I am a huge fan of CES. I come every year to discover new products and meet the innovators and disruptors creating them. When you’re at CES, you can’t miss seeing our mobile future: there are breakthrough devices everywhere you look that illustrate the tremendous power of technology to transform our lives and our economy. Mobile innovation is estimated to have created well over one million U.S. jobs over the past four years, and a study last month showed that for every high-tech job created, roughly four more jobs are created in the community. The people and technologies at CES are on the front lines of these terrific trends.
What is your favorite CE product?
My favorite part about CES is that virtually every new product on the CES floor is fueled by connectivity to high-speed Internet, and almost every single product is wirelessly connected. If you shut off the Internet, virtually nothing on the CES floor would work. That’s why our agenda at the FCC to free up spectrum to address the growing demand for mobile broadband is so important.
How can we increase spectrum for mobile devices?
As we see every year on the CES show floor, the consumer electronics industry is wireless, and the future success of this industry and our nation’s innovation future depends on unleashing more spectrum— the oxygen that sustains our mobile devices. To seize the opportunities of our mobile future, we need to free up more spectrum. Without more spectrum, network congestion will grow, and consumer frustration will grow with it. We’ll put our country’s economic competitiveness at risk and squander the opportunity to lead the world in our global leadership in mobile.
The Commission is focused on clearing spectrum for auction whenever possible, while also pursuing other approaches to making spectrum available for broadband, including spectrum sharing. This is not an either/ or choice—we must use an “all of the above” strategy to unlock the full value of our spectrum resources.

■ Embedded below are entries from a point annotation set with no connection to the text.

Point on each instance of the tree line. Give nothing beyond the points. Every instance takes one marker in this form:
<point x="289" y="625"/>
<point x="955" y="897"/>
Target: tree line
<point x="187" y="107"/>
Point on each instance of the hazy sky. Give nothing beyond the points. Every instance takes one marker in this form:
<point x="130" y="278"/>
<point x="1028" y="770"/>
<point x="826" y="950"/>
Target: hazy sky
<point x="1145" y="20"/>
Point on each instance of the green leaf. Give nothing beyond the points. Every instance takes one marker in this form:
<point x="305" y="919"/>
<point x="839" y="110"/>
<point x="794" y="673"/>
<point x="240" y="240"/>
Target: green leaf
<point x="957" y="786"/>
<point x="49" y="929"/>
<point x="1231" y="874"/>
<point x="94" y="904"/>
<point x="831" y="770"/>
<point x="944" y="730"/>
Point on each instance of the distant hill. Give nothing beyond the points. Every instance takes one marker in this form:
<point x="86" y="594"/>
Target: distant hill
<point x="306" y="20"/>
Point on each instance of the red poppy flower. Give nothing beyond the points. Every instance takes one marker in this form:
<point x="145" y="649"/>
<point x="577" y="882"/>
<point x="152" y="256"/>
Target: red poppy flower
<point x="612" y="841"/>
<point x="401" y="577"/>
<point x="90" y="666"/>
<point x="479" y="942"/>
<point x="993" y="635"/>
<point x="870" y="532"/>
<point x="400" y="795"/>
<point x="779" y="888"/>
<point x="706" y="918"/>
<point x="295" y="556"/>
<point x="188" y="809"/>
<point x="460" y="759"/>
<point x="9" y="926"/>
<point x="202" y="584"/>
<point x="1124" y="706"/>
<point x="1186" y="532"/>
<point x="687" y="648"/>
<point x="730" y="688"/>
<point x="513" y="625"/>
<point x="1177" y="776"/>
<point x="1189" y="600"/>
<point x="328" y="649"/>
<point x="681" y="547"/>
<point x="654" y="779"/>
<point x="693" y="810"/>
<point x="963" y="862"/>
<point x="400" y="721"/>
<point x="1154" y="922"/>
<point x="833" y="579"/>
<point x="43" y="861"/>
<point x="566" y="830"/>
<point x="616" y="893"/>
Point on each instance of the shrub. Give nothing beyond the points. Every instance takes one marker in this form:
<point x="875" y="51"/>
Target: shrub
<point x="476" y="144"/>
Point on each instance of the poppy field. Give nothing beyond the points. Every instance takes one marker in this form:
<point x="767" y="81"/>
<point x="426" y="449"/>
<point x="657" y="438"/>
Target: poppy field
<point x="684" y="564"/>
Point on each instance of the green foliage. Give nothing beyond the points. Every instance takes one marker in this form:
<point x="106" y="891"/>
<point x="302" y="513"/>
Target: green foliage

That’s why the Commission has developed major policy innovations to free up spectrum. We are moving forward with a bold new plan for incentive auctions—a new policy that uses market forces to repurpose “beachfront” spectrum from current use by TV broadcasters to use for licensed (think 4G LTE) and unlicensed (think Wi-Fi) wireless broadband. We are on track to auction 75 MHz of licensed spectrum by 2015.
Second, the Commission is removing regulatory barriers to flexible spectrum use. In 2012 we removed outdated rules and restrictions on 70 MHz of spectrum. Third, we’re clearing new bands for flexible broadband use. The Commission is moving forward with a bold new plan: incentive auctions—a new paradigm in spectrum policy that uses market forces to repurpose beachfront spectrum used by TV broadcasters for licensed and unlicensed wireless broadband. There are also significant opportunities to clear and re-allocate underutilized government spectrum for commercial use.
We’re also moving forward on dynamic sharing. In 2010, we created a new spectrum sharing paradigm by allowing unlicensed devices to access valuable unused spectrum in between broadcast TV channels known as “white spaces.” That action freed up the most new low-band unlicensed spectrum in 25 years. The FCC also recently launched a rulemaking to use database technology to enable sharing between commercial broadband and military radar systems in the 3.5 GHz band.